Ja, also ich hatte auch vor mir ne neue Bremse zu holen, und ich will jetzt keinen neuen Thread aufmachen. Also ich hätte dann mal die Frage od die Odyssey Evolver empfehlenswert ist. Die liegt nämlich noch in dem Bereich, den ich mir als armer Schüler leisten könnte...   Danke schonmal.


----------



## Tobster (27. August 2005)

Salieri schrieb:
			
		

> Hmmm, hier wurde oft das Wort "Nippel" verwendet...
> Darf ich mal fragen, was Nippel sind? ^^ Kann ja sein, das ich ein bisschen doof bin, aber ich weiß das echt nicht, also könntet ihr mir das mal bitte verraten? Danke.

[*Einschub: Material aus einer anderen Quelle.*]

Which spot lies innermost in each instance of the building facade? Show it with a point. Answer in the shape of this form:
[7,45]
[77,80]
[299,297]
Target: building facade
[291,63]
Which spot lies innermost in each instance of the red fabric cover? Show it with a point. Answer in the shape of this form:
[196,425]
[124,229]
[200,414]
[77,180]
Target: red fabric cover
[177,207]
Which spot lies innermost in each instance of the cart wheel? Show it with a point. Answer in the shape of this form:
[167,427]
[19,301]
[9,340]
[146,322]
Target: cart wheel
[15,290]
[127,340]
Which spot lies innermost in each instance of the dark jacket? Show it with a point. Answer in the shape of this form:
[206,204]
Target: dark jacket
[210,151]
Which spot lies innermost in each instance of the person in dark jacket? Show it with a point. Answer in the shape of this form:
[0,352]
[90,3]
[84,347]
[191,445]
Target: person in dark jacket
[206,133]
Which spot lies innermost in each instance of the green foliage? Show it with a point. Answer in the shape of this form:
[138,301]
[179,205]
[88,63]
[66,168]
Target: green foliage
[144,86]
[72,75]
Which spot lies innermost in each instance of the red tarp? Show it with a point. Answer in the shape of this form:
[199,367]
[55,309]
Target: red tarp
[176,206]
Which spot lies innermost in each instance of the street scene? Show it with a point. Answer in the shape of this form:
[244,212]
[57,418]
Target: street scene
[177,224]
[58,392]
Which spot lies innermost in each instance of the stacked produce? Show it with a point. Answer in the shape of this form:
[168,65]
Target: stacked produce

mit nippel sind die speichennippel genannt, diese kleinen, meist silbern oder schwarzen endstücke (können aber auch bunt sein...) die durch die felge gesteckt die speichen halt bzw. auf dieselbigen draufgeschraubt werden, denn sonst würde das rad ja nicht halt 

nippel:






tobi


----------



## Salieri (27. August 2005)

@tobi
Danke, jetzt muss ich doch nicht dumm sterben. 

@all
Jetzt muss ich nur noch wissen, was mit der Evolver ist. Gut, schlecht, empfehlenswert? Danke.


----------



## Sele666 (27. August 2005)

die evolver ist subber!


----------



## Salieri (27. August 2005)

Sele666 schrieb:
			
		

> die evolver ist subber!


Dann glaub ich dir mal.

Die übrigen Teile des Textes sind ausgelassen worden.